Relato
La vida y el tiempo
por Ángeles Navarro Moya
(Bajando Río Dulce hacia Livingston en velero)
Los árboles de troncos larguísimos y desnudos como guardianes de la jungla y al mismo tiempo antenas siderales, se mantenían erguidos flotando sobre la montaña. Había muy pocos, rodeados tan solo de aire, y a sus pies, una alfombra verde y tupida cubría el suelo rocoso. En lo alto de las colinas serpenteantes se divisaban a lo lejos filas de árboles que llegados a un punto de su camino se confundían con la multitud vegetal formando una todo indivisible. Una masa compacta. El verdor era constante a lo largo del cañón y después, hasta Río Dulce en ambas orillas. Un verdor cambiante que ondulaba de un verde oscuro a otro brillante y resplandeciente y de repente sobresalían tonalidades ocres, mostaza, como la paleta de un pintor, matices tan sutiles que mis pupilas eran incapaces de captar.

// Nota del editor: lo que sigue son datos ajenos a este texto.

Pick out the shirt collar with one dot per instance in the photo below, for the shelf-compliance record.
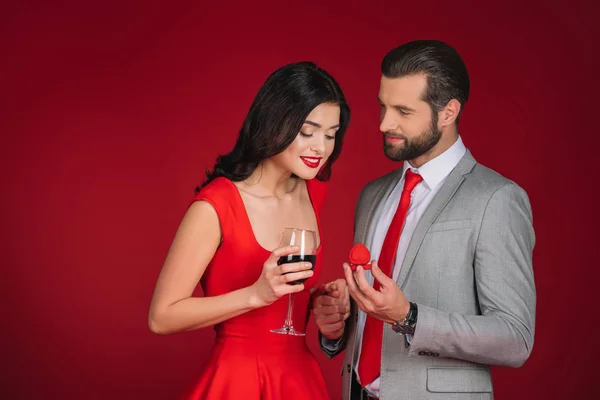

Cuando llegamos al hotel, una serie de cabañas abandonadas a medio terminar perturbaron, ensombreciéndola, mi primera impresión sobre el lugar. Estaban justo al otro lado del criquet y más que provocar en mí una sensación de abandono me transmitían un mensaje desalentador que se escapaba por sus ventanas sin ventanas y sus puertas sin puertas. Era como una amenaza sobre mi propia vida que todavía a mis cuarenta y cinco años me quedaba por construir. La naturaleza que las circundaba poco a poco las iba tapando con su verdor y los techos y paredes estaban ya recubiertos de hongos.
Yo me preguntaba si no era eso lo que me faltaba a mí misma: dejarme cubrir y envolver por el verdor que se alarga en finas ramas enredadas por mi cuerpo mientras crecen multitud de hojas y flores que se me meten por la boca y rozan mi vulva con delicadeza. Y yo, dejándome llevar, sintiéndolo todo, alzada por ellas.